Introduction: Light-Up Watercolor Paper Book
Here's an innovative way to add some bling to your bookbinding, by incorporating circuitry with more traditional techniques! This book structure, constructed with watercolor paper and a glowing spine, provides a unique canvas for acrylic inks and Zentangle drawings.
Step 1: Tools & Materials
- 1 piece of sturdy watercolor paper, cut to 5" high X 18" wide, grained short (I used 140 lb. cold press paper)

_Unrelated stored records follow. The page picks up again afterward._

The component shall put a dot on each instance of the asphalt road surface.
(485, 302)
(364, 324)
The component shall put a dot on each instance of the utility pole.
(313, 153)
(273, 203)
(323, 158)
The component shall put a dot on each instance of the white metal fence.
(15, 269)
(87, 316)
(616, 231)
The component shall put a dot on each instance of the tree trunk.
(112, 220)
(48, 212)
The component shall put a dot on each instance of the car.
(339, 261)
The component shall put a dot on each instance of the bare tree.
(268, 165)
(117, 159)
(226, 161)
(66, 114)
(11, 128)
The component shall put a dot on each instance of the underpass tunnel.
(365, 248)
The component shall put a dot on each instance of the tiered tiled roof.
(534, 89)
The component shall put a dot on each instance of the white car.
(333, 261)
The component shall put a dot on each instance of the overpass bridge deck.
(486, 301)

- 2 pieces of sturdy watercolor paper, cut 5" high X 9 7/8" wide, grained short
- 16 pieces of text-weight paper, cut 5" high X 9 3/4" wide, grained short
- 1 piece of thin (less than a 1/4" thick) wood, cut 5" high X 1"wide
- 2 pieces of sturdy decorative paper, cut 5" high X 1" wide
- 1 piece of sturdy decorative paper cut 5" high X 7/8" wide
- 4 LilyPad sewable LEDs in a color of your choice
- 1 LilyPad sliding switch
- 3V lithium coin cell battery
- copper tape
- craft or electrical tape
- double-sided tape
- conductive thread (there are others on the market, but I know this one is strong)
- 2-3 ply waxed linen thread
- 2 decorative beads (one big and one small)
- Dremel or hand drill with small bit
- self-healing mat
- pen knife (or paper cutter)
- cork-backed metal ruler
- bone folder
- straight binder's needle with a narrow head
- acrylic inks, pens, or an artistic medium of your choice
- clear nail polish
- sandpaper (optional)
- wood finish (optional)
Step 2: Prep Materials
Tip: In order to make the watercolor paper easier to score and fold, make sure that you cut it so that the grain runs parallel to the paper's short side (grained short).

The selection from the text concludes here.